Back in 1970, when the Vietnam War was going full-blast, American workers enjoyed well-paying jobs with excellent benefits all across the country. California and Michigan were two particularly advantageous spots for steel and auto. Many of these jobs are gone for good, a function of the evolving American economy based more and more on the financial sector. There is job growth elsewhere, especially in China and Germany, but this is a matter of indifference to the American capitalist class. As long as the American worker -- or the unemployed/underemployed -- remains docile, there is little pressure for job creation at home. This is despite the fact that The Nation magazine issues weekly proclamations for a new New Deal.
Will the U.S. go the route of the USSR? Can a ruling elite remain hegemonic when it shows so little capacity for acting in its own long-term interests? Despite the vast differences between the Soviet Union and the U.S., it is interesting to consider the half-baked efforts at reform that both societies attempted in their moment of crisis. The first would-be savior of the Soviet Union was one Yuri Andropov, a former head of the KGB who sought to eliminate the worst excesses of the system through a series of palliative measures, all doomed to fail because they left the bureaucratic system intact.

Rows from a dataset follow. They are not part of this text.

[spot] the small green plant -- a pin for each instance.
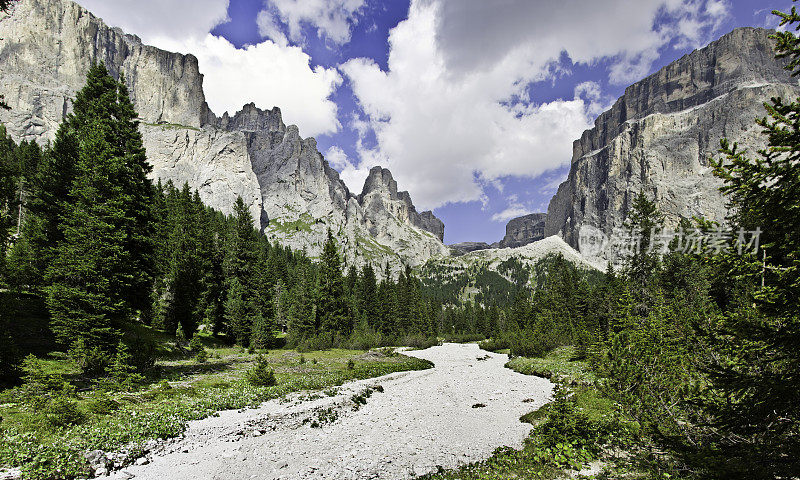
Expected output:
(261, 375)
(102, 404)
(201, 356)
(196, 345)
(61, 411)
(38, 382)
(121, 373)
(92, 361)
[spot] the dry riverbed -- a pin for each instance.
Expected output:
(391, 427)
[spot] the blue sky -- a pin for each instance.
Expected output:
(473, 105)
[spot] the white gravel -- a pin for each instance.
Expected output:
(423, 419)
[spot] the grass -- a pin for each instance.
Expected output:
(183, 391)
(575, 429)
(558, 366)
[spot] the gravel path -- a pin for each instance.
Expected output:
(421, 420)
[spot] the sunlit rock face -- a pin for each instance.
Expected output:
(294, 196)
(659, 136)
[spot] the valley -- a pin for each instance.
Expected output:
(187, 294)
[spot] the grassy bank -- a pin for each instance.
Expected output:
(47, 434)
(581, 434)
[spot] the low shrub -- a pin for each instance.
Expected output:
(102, 404)
(201, 356)
(92, 361)
(261, 375)
(418, 341)
(61, 411)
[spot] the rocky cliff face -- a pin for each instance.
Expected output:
(46, 47)
(523, 230)
(659, 135)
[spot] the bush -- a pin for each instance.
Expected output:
(120, 373)
(143, 355)
(196, 345)
(61, 411)
(418, 341)
(102, 404)
(92, 361)
(39, 383)
(494, 344)
(201, 356)
(261, 375)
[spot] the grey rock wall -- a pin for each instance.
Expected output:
(46, 48)
(659, 136)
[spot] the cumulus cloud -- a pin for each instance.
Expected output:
(452, 114)
(351, 175)
(333, 19)
(269, 73)
(513, 211)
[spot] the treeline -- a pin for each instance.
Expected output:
(700, 345)
(86, 231)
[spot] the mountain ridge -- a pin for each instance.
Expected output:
(658, 136)
(290, 189)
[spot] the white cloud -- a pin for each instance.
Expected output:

One might view Obama in the same light. Called upon to breathe new life into a decaying system, he has proved inadequate. The paradox of capitalist reform in the U.S. is that it relies on the very institutions that have created the crisis in order to relieve it. One of the greatest symbols of this paradox is George Soros, the billionaire hedge fund manager who writes articles and books warning about the collapse of the capitalist system all the while taking advantage of the insider game that makes his wealth possible.
American hegemony will certainly continue to decline. And as it does, it will become a more and more dangerous country like an old lion that turns into a man-eater because it lacks the speed to bring down its normal prey.
In both the USSR and today's America, the only answer to the crisis was and is a system that is based on political and economic democracy. The gulf between private interest and the public good will widen year by year until it becomes obvious to a television-watching, junk-food devouring, depoliticized population. When, for example, natural gas "fracking" comes to a neighborhood near you and causes the water coming out of your faucet to catch fire, it will be difficult to ignore. Spy novelist Alan Furst, one of my favorite, falsely attributed to Leon Trotsky the words, "You might not be interested in war but war is interested in you." Whether or not he said it, the words describe the fate awaiting the American people. A war is in preparation against everything they hold sacred, including a decent job and a retirement after they can no longer work. In order for the U.S. to retain its grip on the rest of the world, the workers will have to be sacrificed at the altar of profit. When a resistance mounts, as surely it will, all people who believe in social justice will be called upon to enlist in this war but against the rich and the powerful. In the autumn of the hegemon, the storm clouds of this war are on the horizon. Keep your powder dry.